My associates and I were trained as medical corpsmen and at times served in this capacity. However, our principal assignment was to photograph the medical history of the war and to produce illustrations for Army instructional publications based on early research in the treatment of battle casualties with the new drugs sulfanilamide and penicillin. A variety of additional assignments took me to Oran, Marrakech, Tunis, and Algiers. The many thousands of photographs made in fulfillment of these assignments are on file in the archives of the United States government. None of my "official" military photographs are included either here or in the image collections pertaining to Italy, Southern France and Germany. Rather, these are my own personal photographs, taken with my own equipment.

Before leaving Washington I had purchased a second-hand 2 1/4" by 3 1/4" Watson view camera made by Burke and James, a competitor to Graflex. All the photographs made during my time in North Africa were made with the Watson. While in North Africa, I developed a strong interest in the local civilian population, going about their daily lives in the midst of war. It was these ways of life, and these adaptations and resistances to the war, that I wanted to document for myself.

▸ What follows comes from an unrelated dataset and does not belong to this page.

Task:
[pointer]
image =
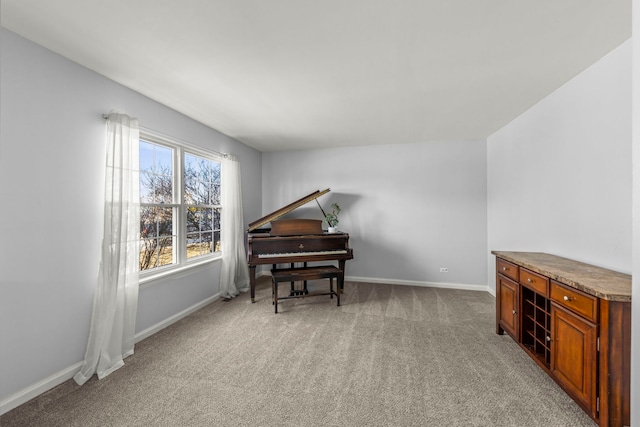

Although the actual Second World War itself has been well-documented -- in moving and still pictures; in literature and reportage; and in maps and charts and graphs -- the lives of those most affected by the Second World War largely escaped American attention. The "home front" was not a phenomenon limited to the United States. The reality of what the war meant to the homes of our allies and enemies was not something commonly communicated through official United States government channels. It was certainly not something which either my colleagues or I felt was our duty to document. Yet World War II -- "total war," as it has been called -- truly was both global and personal in scope. If, as it turns out, these photographs I make available to the public via this donation do anything to improve our understanding of what actually happened at these other "home fronts" during this pivotal event in modern history, the effort will have been worthwhile.